In pursuit of that goal, Graham had no problem treating Americans as enemies. In 2011, speaking on the Senate floor about Americans accused of terrorism inside the U.S., he said: “And when they say, ‘I want my lawyer,’ you tell them: ‘Shut up. You don’t get a lawyer. You are an enemy combatant.'” Two years later, when the National Security Agency was caught spying on Verizon phone customers, Graham declared himself “glad” that he and his fellow citizens were being surveilled. And after an American protester was shot by Israeli commandos in 2010, Graham stated: “I’m not asking the Israeli government to apologize to me for killing an American citizen. I’m urging American citizens to act responsibly.”

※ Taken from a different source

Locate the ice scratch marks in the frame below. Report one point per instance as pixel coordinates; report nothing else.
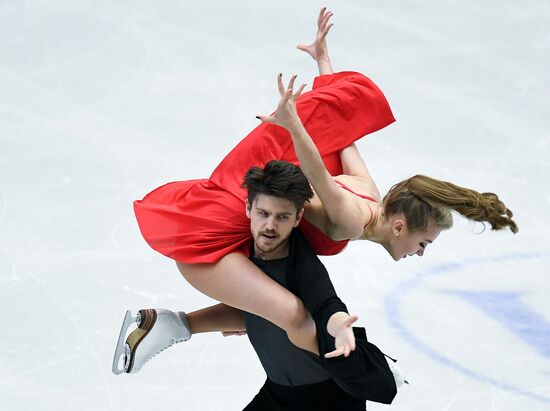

What drove such intense aggression? One formative experience was Graham’s military career, serving as a U.S. Air Force lawyer in Germany during the end of the Cold War. “I thought I would never live to see the Berlin Wall come down, right? Two years later it’s down,” he told the Council on Foreign Relations in 2011. Graham kept chasing that high, calling Iranian regime change “Berlin Wall stuff” and comparing himself to former President Ronald Reagan.

“I would like to shape world events rather than watch the world fall apart,” Graham continued in his speech to the Council on Foreign Relations. “That unity that we had from administration to administration, regardless of party and winning the Cold War, has clearly been lost in the war on terror, or a man-made catastrophe, whatever you want to call it.” 

Graham couldn’t see how his own strategy was destroying that unity. The war in Iraq that he supported was a major factor in destroying trust in the U.S. government and polarizing U.S. politics. Graham used his influence to push both Trump and Biden into supporting policies that their own constituents increasingly hated. The attack on Iran this year, the fulfillment of Graham’s life work, is the first U.S. war to be fought with negative public support from its start. The more Graham brought the parties together in support of forever wars, the further he drove them from the American people.